Continuation Methods for Approximate Large Scale Object Sequencing
Authors: Xenophon Evangelopoulos, Austin J Brockmeier, Tingting Mu, John Y Goulermas
Journal: Machine Learning
Publication Date: 23 October, 2018
Department of: Computer Science
Making Data Pattern Ordering Practical
Humans tend to explore data patterns by comparing them with each other using prescribed notions of data similarity or distance. Seriation is a generic exploratory combinatorial data analysis technique applied in a very wide number of fields including bioinformatics, archaeology, medicine, forensics, psychology, gene sequencing, etc. It orders patterns visually along an intuitive linear arrangement where more similar patterns are positioned closely together while dissimilar ones further apart. Therefore, patterns and trends of gradually varying data characteristics are captured and identified. However, this can be very computationally demanding and even for a handful of measurements an exact solution to the problem is impractical. Recently, computer scientists from the universities of Liverpool and Manchester have created new methods for large-scale seriation that can approximate the optimal ordering for thousands of patterns. These are based on mathematical tools that optimise relaxed versions of the original problem for efficiency, while providing mechanisms to recover a near optimal solution. The work proposes different methods to suit the problem and data characteristics at hand, which have excellent scalability yet minimal sacrifice in accuracy.

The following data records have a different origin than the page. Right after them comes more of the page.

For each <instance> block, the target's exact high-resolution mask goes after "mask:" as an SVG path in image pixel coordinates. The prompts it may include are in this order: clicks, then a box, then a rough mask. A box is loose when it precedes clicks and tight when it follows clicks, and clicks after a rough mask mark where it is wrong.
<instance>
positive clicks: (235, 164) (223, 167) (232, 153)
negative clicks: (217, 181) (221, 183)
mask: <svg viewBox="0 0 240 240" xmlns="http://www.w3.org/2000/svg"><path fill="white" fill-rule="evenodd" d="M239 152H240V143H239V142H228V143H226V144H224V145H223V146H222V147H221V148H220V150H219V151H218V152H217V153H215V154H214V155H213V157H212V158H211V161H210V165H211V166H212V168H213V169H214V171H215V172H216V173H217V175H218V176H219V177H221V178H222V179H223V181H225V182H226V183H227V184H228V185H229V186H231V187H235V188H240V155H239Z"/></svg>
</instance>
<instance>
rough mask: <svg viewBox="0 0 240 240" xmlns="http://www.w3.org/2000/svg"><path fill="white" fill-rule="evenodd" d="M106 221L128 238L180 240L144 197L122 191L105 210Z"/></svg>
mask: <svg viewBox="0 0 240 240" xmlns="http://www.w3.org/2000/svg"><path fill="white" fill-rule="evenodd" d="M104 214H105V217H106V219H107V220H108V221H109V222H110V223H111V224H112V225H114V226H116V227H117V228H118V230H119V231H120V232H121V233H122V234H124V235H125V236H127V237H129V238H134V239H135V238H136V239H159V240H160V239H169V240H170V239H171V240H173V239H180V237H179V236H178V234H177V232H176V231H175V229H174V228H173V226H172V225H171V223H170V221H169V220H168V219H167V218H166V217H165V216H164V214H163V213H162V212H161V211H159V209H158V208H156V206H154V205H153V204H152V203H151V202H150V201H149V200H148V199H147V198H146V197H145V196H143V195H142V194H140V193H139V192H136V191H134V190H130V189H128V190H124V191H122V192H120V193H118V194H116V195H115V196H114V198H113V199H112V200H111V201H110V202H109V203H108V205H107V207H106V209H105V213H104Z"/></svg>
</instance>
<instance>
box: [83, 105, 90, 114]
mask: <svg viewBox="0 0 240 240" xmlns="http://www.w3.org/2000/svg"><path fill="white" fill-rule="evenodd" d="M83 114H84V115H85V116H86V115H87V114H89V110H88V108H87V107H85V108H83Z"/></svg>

- The original motivation for seriation arose in the field of archaeology in 1968.
- The problem of seriation was mathematically formalised by Kendall in 1971.
- Seriation becomes popular in many areas in the 21th century, but scalability has always been a serious challenge that prevents its practical use.
- This work tackles particularly the scalability issue, contributing fast seriation algorithms with yet minimal sacrifice in accuracy.